Dal Carroccio al cartoccio. È fuga dalla Lega nel Vallo di Diano
| di Redazionedi Pasquale Sorrentino
All’inizio, quando Salvini ancora non aveva azionato la sua bestia mediatica, nel Vallo di Diano c’era un avamposto della Lega Nord. Giuseppe Vitolo e Fabio Leuzzi, due ragazzi di San Rufo, avevano aderito al partito del Carroccio. Furono seguiti da Loredana Maraniello, Domenico Setaro e Stefania Ferullo. Ma – si può dire a distanza di poco tempo – non dalla Lega. Se infatti la Lega si voleva presentare come novità – pur essendo il più vecchio partito presente in Parlamento – in provincia di Salerno ha comunque mosso nelle poche occasioni elettorali l’ancien regime della destra territoriale dimenticandosi – completamente – dei pionieri valdianesi (o degli Alburni). Non solo, anche per quanto riguarda i problemi del territorio, poco è stato fatto e poco si è mosso (Cantalamessa venne in un’occasione a Polla per far visita all’ospedale). Né atti concreti, né passerelle, quindi del Carroccio nel territorio e infatti i pezzi si sgretolano.
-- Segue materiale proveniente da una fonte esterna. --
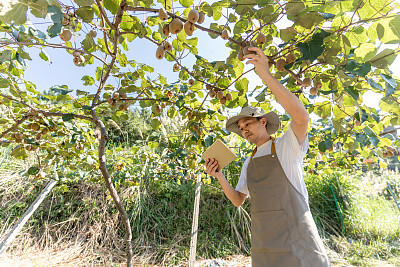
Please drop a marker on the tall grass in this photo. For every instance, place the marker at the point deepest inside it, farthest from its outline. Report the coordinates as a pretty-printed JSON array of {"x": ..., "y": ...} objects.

«Quando sono entrata nella Lega ci ho creduto, quando eravamo in pochi, quando non ci credeva nessuno. Mi sono presa offese e minacce ma non mi sono mai fermata, mossa dalla passione e dal progetto di Salvini». È l’incipit del je accuse di Maraniello. Come lei anche Vitolo e Leuzzi. L’impressione è che siano stati “usati” per capire se la Lega potesse entrare nel sud della provincia e una volta sacrificati sull’altare del populismo li abbia defenestrati per affidarsi a politici navigati.
«Territorialità e militanza sono stati sostituiti da poltrone e interessi personali, territori abbandonati, zero progettualità. Assenza e candidature calate dall’alto hanno azzerato tutto il lavoro fatto», continua Marianiello che potrebbe ora approdare alla corte di Meloni. Dal Vallo di Diano agli Alburni. La famiglia Palmieri, padre sindaco e figlio coordinatore giovanile, avevano optato per la salita sul Carroccio per poi scendere considerata la poca attenzione nei loro confronti e del territorio.
«Prima delle elezioni politiche avevo aderito alla Lega – tuona Pino Palmieri dal suo feudo di Roscigno – in modo convinto per essere di rottura con il “sistema politico” esistente sul territorio. A distanza di circa quattro anni devo ricredermi per la scelta fatta. Parole come territorio, appartenenza e militanza sono tutte cazzate dette e ridette». Una Lega che nel Vallo di Diano più che al Carroccio è vicino al cartoccio.